Em encontro com empresários americanos e brasileiros nesta segunda-feira, 24, em Nova York, o presidente Michel Temer disse que, após o resultado das eleições, irá trabalhar para emplacar a reforma da Previdência. "Procurarei o presidente eleito. E tenho certeza que, ao procurá-lo, ele atentará para o fato de que a medida é indispensável. Não é essencial para um governo, é essencial para o Brasil", disse Temer, apostando superar o que chamou de "dificuldade de natureza eleitoral" para aprovar a reforma nos dois meses finais de seu mandato.

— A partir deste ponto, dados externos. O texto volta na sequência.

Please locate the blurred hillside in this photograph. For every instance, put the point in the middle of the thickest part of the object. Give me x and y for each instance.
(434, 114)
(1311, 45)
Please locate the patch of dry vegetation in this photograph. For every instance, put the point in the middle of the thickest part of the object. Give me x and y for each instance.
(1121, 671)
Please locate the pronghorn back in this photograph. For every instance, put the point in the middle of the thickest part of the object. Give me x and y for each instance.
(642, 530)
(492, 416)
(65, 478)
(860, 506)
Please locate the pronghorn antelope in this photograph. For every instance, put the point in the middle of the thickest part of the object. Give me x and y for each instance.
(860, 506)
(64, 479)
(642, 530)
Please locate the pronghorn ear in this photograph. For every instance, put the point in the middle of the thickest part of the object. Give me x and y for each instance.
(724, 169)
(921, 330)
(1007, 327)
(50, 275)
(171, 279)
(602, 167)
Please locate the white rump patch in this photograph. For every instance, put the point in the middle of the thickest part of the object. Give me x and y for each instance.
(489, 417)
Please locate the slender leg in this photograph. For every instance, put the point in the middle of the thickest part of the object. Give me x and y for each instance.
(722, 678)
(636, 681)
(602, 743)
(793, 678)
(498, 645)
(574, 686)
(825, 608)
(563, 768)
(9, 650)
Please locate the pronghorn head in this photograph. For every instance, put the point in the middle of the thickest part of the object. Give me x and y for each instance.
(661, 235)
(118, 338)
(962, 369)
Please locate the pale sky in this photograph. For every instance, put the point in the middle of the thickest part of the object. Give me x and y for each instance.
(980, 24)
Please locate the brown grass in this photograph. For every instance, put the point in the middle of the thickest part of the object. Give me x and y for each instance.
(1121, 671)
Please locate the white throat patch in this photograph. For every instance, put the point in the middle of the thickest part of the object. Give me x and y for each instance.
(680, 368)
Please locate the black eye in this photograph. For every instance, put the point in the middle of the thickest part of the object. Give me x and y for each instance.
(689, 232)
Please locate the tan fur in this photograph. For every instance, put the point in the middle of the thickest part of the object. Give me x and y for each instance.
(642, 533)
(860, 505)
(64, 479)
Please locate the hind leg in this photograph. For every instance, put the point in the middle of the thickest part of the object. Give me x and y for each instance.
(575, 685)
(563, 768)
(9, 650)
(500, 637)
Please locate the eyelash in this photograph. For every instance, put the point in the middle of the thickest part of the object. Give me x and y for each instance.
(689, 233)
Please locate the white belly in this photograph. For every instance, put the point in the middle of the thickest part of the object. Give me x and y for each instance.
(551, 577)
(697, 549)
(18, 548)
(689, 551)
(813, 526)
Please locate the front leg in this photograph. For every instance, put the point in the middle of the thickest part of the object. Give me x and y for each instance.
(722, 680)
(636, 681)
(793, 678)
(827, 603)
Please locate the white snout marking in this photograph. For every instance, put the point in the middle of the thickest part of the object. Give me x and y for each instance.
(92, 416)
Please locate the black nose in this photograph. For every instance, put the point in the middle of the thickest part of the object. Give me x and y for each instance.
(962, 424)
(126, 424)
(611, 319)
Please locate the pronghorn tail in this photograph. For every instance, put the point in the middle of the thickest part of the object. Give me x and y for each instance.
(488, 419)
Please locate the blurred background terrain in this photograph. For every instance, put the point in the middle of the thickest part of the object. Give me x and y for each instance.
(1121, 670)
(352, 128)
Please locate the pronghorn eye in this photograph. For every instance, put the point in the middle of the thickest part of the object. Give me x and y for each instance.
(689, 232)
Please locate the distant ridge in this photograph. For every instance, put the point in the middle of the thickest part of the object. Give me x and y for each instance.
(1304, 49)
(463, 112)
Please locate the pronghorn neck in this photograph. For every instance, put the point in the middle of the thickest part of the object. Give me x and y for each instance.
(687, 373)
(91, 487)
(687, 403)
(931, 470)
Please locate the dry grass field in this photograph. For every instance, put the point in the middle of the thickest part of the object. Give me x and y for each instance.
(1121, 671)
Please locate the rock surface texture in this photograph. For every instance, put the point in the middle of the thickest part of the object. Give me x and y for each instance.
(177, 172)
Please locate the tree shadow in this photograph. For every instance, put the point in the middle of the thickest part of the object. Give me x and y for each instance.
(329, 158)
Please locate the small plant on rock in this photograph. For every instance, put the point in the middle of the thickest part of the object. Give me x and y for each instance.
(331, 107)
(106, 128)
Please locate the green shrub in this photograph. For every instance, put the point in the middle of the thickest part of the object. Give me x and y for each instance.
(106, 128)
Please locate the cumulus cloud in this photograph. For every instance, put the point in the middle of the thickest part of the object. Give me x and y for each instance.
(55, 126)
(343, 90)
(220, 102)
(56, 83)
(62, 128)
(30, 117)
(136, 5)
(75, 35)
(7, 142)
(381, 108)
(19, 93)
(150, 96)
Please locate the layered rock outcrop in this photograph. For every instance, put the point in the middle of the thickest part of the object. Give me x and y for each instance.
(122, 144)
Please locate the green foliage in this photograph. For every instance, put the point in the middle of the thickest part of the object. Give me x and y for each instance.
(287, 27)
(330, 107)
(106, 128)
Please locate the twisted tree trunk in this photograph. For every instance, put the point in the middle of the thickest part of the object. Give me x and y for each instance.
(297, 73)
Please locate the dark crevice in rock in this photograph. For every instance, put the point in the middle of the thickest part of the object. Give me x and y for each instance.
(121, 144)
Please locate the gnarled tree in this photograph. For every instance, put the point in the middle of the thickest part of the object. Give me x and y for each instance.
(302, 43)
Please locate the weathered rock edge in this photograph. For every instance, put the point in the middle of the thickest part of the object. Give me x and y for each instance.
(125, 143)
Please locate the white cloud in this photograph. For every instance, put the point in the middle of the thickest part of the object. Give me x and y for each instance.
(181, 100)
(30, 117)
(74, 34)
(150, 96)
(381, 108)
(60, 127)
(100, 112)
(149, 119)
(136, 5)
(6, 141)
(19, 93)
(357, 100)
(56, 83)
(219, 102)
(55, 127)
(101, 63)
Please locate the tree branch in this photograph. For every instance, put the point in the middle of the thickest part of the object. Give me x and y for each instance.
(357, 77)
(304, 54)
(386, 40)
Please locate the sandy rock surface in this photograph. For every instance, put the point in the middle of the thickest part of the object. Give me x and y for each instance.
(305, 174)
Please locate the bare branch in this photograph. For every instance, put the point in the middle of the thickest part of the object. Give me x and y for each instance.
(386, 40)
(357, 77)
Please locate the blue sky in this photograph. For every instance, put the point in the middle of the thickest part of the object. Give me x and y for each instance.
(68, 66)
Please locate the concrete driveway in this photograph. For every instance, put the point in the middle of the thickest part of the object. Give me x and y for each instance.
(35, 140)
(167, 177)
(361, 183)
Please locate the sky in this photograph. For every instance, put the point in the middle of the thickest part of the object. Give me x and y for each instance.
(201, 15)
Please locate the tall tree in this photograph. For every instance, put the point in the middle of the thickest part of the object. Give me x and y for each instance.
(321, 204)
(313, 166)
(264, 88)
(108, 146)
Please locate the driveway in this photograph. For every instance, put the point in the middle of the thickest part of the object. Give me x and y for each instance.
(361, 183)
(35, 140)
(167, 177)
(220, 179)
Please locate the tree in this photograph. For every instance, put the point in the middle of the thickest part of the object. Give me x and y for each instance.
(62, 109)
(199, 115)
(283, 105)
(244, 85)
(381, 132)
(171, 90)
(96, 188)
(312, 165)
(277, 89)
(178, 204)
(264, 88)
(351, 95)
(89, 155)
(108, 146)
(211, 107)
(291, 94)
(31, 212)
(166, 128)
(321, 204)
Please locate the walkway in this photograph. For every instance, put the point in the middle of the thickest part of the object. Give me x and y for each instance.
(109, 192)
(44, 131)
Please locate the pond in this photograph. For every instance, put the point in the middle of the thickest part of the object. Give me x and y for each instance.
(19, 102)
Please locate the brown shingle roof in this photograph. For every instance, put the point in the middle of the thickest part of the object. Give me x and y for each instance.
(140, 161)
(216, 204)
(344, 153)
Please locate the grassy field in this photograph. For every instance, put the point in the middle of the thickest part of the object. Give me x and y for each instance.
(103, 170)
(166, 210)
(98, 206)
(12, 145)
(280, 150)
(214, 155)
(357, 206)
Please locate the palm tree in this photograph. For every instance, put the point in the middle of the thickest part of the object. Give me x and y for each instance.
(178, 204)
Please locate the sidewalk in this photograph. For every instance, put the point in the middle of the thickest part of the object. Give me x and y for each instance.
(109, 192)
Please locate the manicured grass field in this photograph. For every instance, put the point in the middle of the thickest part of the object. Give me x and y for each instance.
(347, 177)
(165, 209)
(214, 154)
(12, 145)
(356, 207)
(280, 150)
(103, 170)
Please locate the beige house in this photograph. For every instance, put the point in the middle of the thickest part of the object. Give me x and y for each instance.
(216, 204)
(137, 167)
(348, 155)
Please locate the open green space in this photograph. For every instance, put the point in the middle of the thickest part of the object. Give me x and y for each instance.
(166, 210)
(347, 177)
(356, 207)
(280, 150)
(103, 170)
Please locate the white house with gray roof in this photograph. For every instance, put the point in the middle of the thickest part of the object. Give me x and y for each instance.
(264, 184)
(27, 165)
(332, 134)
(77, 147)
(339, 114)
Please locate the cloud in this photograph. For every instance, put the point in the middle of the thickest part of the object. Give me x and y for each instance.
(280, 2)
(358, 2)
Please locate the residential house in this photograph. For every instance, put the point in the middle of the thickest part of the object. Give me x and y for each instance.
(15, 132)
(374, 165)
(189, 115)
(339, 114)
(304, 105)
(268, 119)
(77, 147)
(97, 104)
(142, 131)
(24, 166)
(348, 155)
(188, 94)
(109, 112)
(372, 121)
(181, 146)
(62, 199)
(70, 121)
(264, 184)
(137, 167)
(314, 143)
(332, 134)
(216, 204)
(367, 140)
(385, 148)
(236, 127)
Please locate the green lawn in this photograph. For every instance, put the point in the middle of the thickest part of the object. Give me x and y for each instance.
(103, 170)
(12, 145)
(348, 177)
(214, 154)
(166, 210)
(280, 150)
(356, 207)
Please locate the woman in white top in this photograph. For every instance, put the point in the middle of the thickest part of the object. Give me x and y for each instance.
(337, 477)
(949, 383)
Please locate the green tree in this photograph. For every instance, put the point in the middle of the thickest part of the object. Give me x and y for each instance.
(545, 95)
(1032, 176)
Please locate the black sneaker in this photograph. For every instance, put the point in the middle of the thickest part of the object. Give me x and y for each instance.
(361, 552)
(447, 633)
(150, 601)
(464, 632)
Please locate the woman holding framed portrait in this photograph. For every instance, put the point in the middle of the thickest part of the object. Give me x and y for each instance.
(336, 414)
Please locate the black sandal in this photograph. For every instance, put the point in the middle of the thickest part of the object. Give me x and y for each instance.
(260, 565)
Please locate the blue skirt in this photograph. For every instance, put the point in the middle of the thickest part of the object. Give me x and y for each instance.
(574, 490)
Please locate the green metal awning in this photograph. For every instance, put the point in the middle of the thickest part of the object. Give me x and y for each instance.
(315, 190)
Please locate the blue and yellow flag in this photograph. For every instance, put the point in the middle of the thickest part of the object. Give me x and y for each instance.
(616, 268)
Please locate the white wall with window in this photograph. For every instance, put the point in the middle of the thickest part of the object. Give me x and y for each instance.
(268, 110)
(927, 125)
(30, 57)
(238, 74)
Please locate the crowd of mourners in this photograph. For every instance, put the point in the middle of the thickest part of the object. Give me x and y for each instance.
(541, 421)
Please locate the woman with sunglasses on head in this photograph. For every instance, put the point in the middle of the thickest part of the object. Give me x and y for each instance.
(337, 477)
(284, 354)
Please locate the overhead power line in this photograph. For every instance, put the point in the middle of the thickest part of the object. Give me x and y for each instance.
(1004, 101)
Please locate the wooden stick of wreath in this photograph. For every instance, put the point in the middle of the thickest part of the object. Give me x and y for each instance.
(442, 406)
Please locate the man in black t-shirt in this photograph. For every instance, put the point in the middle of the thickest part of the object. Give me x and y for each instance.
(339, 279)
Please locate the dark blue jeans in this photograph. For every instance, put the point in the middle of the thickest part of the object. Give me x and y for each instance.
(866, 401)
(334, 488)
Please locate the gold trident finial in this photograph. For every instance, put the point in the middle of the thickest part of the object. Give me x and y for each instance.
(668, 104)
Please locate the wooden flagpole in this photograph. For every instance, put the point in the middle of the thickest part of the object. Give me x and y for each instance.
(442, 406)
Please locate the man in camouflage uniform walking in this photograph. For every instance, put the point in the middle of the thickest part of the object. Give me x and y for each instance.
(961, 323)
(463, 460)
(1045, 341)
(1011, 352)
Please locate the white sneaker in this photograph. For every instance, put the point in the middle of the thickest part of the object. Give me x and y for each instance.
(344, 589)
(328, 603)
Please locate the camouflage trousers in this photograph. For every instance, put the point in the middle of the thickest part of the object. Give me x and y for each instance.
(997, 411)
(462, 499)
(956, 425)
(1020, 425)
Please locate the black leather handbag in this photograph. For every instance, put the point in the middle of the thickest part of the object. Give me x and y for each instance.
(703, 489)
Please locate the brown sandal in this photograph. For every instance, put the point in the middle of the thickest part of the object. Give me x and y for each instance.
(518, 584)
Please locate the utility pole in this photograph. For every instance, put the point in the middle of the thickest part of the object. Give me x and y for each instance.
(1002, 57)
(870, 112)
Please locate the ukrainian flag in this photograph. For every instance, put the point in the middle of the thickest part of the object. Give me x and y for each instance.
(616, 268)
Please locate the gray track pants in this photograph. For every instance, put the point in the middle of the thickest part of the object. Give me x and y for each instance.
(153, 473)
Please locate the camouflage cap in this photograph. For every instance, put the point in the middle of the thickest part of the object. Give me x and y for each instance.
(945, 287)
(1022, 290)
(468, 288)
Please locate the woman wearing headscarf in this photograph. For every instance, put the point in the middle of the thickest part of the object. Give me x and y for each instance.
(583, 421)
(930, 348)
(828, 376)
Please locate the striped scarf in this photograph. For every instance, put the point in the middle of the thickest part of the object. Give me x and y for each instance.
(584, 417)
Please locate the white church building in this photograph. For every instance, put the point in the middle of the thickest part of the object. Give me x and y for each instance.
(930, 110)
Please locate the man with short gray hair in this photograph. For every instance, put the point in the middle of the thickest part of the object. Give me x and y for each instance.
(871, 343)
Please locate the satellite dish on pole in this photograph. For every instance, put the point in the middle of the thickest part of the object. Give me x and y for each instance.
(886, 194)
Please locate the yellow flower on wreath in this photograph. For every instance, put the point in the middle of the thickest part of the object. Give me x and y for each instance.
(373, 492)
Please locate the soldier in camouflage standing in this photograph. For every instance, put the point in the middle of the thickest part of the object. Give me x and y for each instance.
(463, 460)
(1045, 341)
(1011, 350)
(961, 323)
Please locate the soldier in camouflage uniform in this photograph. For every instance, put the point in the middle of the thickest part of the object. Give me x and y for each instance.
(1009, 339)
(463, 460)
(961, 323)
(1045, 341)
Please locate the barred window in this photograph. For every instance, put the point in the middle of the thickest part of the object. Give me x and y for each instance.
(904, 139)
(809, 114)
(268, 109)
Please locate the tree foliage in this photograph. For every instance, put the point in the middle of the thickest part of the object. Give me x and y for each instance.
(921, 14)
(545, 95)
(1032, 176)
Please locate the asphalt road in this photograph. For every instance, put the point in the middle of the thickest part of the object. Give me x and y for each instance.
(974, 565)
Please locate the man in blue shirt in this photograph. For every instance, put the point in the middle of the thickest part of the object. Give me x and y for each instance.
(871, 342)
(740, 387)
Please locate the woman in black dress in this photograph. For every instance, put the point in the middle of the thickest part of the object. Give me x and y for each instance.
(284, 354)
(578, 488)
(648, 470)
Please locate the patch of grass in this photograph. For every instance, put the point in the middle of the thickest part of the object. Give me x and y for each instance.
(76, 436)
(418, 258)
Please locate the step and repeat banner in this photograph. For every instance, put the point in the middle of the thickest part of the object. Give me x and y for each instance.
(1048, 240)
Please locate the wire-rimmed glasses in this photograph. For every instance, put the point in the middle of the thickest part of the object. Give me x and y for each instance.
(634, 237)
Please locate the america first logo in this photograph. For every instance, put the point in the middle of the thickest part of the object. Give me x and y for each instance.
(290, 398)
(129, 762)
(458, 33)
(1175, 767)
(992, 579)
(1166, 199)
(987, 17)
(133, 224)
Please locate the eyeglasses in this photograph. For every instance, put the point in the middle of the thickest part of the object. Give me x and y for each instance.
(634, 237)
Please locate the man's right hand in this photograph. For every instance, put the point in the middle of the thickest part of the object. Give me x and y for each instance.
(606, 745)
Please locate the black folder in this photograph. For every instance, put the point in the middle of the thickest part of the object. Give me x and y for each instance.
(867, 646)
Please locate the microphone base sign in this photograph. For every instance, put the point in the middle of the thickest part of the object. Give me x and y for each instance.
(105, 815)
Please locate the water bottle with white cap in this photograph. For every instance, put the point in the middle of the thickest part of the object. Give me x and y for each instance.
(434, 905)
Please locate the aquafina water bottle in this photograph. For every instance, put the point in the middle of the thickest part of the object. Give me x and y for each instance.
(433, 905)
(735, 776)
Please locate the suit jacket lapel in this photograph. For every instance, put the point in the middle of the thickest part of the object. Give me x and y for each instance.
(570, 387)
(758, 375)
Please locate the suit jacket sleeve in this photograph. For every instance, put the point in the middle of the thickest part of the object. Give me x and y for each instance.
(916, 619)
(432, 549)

Ao falar sobre eleições, ele afirmou ainda que não há espaço para alternativas políticas à democracia no País. "Hoje não existe no Brasil qualquer espaço político para que prosperem alternativas ao estado democrático de direito", afirmou. "Nós consolidamos três consensos fundamentais (desde a Constituição Federal de 1988): primeiro, em torno da democracia. Depois, em torno da estabilidade macroeconômica. E em torno do imperativo das políticas sociais", afirmou o presidente. Ele disse que não tem a intenção de "prever cenários", mas sim apresentar elementos sobre a dinâmica brasileira.

"Vamos ser bastante objetivos, o fato é que os principais candidatos podem discordar sobre muita coisa, mas coincidem quanto a cada um dos três contextos. Nenhum deles pôs em dúvida a democracia, e nem haveria espaço para isso", disse Temer, garantindo aos empresários que "não haverá volta atrás" em reformas empreendidas em seu governo, como a trabalhista ou o teto dos gastos públicos. "As (reformas) que ainda estão por fazer são inevitáveis", disse, em menção à reforma tributária e da Previdência.

O presidente fez um balanço de seu governo, destacando o que considerou reformas, marcos regulatórios em infraestrutura e avanços econômicos que, segundo ele, fizeram a inflação recuar, a taxa básica de juros cair e o desemprego estancar. "Nós vencemos a crise", disse Temer, ressaltando que o Brasil é um país atrativo para investidores.

"O nosso governo prestigiou e prestigia a iniciativa privada, tanto a nacional, como a estrangeira. Sabemos que o Estado não pode nem deve fazer tudo, é o setor privado que cria emprego, riqueza e renda. Esse é o novo Brasil que estamos construindo", disse o presidente.

Temer destacou o mercado de 208 milhões de consumidores, agricultura "avançadíssima e competitiva" e um parque industrial "moderno e diversificado".

"E há um fato político importante, nós estamos distantes de focos de tensão geopolíticas, nós vivemos em paz com nossos vizinhos", disse Temer. Aos investidores e empresários, ele afirmou que as instituições brasileiras são "fortíssimas".

Ele falou sobre a emenda que estabeleceu um teto nos gastos públicos como uma das formas de "encarar" os problemas. "O que nós fizemos foi reduzir os gastos, estabelecer um teto, e o fizemos com grande responsabilidade. A emenda constitucional que aprovamos prevê um prazo mínimo de dez anos para que possa haver uma revisão", disse Temer.

O presidente falou que "os empregos estão voltando" no Brasil e que a reforma trabalhista foi uma iniciativa para tornar a legislação adequada aos tempos contemporâneos. Segundo ele, a reforma foi feita através de diálogo com o Congresso e setores produtivos.

O evento foi organizado em Nova York pela Brazil-U.S. Business Council. Na terça-feira, 25, Temer faz o discurso de abertura da 73ª Assembleia Geral da Organização das Nações Unidas (ONU). Participam da comitiva de Temer os ministros Moreira Franco (Minas e Energia), Ronaldo Fonseca (Secretaria-Geral), Aloysio Nunes (Itamaraty) e Sérgio Etchegoyen (SGI) e os embaixadores Mauro Vieira (embaixador do Brasil junto à ONU) e Sérgio Amaral (embaixador do Brasil em nos EUA).